Esse é o verdadeiro inimigo da classe trabalhadora, um inimigo muito complexo e difícil de combater porque ele tem muitos aliados e muitos seguidores. A classe trabalhadora é a única que pode combater a ditadura do mercado e destruir o sistema do capital. Para isso ela precisa se desprender das ilusões da democracia burguesa defendida pelo PT (lulismo) e da extrema direita, pois ambas estão subordinadas à lógica do capital financeiro. Ambas as formas de configuração política são inúteis para que trabalhadoras e trabalhadores se emancipem do capital porque venderam a sua alma ao deus chamado capital financeiro. Eles venderam sua alma ao diabo e estão destituídas de qualquer possibilidade de oferecer uma alternativa à classe trabalhadora. Eles serviram para aprofundar o endividamento externo e interno; ampliar o poder das Bolsas de Valores; alimentar o sistema financeiro através da ampliação da abertura para o ingresso de capital estrangeiro do país; além de aprofundar o processo de internacionalização da economia brasileira mediante a expansão do agronegócio e a desindustrialização nacional. Os petistas e a extrema direita não podem participar do projeto de emancipação da classe operária e camponesa porque venderam sua alma ao mercado financeiro quando aplicaram inúmeras reformas contra os direitos dos trabalhadores (reforma da previdência, reforma trabalhista).
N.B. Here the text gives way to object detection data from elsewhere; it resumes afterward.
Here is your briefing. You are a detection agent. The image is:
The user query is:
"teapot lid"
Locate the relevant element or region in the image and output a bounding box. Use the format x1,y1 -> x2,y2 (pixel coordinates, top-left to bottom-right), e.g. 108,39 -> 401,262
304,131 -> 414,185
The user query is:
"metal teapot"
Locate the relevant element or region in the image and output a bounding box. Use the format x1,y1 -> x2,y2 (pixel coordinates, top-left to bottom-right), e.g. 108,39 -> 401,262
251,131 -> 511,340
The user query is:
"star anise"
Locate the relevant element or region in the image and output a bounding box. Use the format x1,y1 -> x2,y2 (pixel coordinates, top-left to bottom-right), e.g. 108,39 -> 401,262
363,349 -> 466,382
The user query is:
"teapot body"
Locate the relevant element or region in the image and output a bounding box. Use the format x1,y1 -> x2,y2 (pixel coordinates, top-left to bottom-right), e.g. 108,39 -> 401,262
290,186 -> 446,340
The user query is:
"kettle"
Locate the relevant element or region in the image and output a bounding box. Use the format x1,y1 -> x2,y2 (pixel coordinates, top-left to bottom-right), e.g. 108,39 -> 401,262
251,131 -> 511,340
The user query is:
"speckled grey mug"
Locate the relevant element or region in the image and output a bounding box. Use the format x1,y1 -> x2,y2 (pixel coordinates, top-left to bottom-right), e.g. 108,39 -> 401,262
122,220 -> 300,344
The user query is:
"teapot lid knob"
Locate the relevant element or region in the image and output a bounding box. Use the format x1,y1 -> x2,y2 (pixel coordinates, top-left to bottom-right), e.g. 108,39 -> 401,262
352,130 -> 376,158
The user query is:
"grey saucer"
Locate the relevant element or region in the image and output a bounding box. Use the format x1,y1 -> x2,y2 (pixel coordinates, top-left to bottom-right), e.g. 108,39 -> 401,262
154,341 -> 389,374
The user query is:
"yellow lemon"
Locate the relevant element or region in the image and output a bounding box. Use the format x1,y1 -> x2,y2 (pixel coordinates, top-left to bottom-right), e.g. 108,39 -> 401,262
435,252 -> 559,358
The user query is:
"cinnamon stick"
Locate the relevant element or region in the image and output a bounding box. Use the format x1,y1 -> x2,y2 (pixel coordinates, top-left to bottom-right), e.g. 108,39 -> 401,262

A emancipação da classe trabalhadora é tarefa das próprias trabalhadoras e trabalhadores. Somente as organizações que possuem um programa radicalmente contrário ao capital e centrado na necessidade de alterar radicalmente a estrutura do trabalho têm algo a dizer para estes; somente a classe trabalhadora pode desempenhar o protagonismo na destruição da ditadura do capital sobre o trabalho, a fim de emancipar a humanidade. Para isso é fundamental, em meio à pandemia do coronavírus, que esta fortaleça suas organizações e instrumentos de luta. É preciso que trabalhadores demitam os patrões e acabem com a ditadura do capital, destruindo o mercado internacional e a Bolsa de Valores.

O primeiro ato revolucionário é a organização do trabalho associado, livre e universal contra o trabalho assalariado, enquanto forma de reprodução do trabalho escravo ou servil. Nesse processo, a classe trabalhadora deve, em uníssono, decretar morte à Bolsa de Valores, ao Mercado Financeiro, aos bancos, às instituições financeiras, aos fundos de pensão, aos seguros, aos derivativos e a todas as formas de manifestação do capital financeiro, industrial e comercial. Para isso, trabalhadoras e trabalhadores precisam assumir o comando de cada fábrica e de cada supermercado, de cada pedaço de terra e da cada espaço no território urbano, de cada empresa de telecomunicação e de cada centro de produção do conhecimento. É preciso expropriar os capitalistas e destruir a ditadura do mercado contra o trabalho. É preciso liquidar o sistema financeiro para o bem da humanidade. Do contrário, serão dezenas de trilhões para o sistema financeiro e nada para a classe trabalhadora.

Referências

CORREIA, Karla Mamona Beatriz. Bolsa brasileira já perdeu R$ 1,3 trilhão em valor de mercado em 2020. Endereço eletrônico: https://exame.abril.com.br/mercados/bolsa-brasileira-ja-perdeu-r-13-trilhao-em-valor-de-mercado-em-2020/

G1. Últimas notícias sobre os mercados em 24 de março. Endereço eletrônico: https://g1.globo.com/economia/noticia/2020/03/24/ultimas-noticias-sobre-os-mercados-em-24-de-marco.ghtml. Acesso em 24 de março de 2020.

HARVEY, David. O “novo” imperialismo: acumulação por espoliação. Socialist register, 2004.

OLIVEIRA, João José. Mundo vai parar, empresa pequena quebra e ricos dominam, dizem analistas. Endereço eletrônico: https://economia.uol.com.br/noticias/redacao/2020/03/23/coronavirus-vai-concentrar-riqueza-e-mudar-cadeia-global-de-producao.htm. Acesso em 24 de março de 2020.

SANTOS NETO, Artur Bispo. A presença do capital industrial-financeiro no Brasil. Maceió: Edufal, 2019.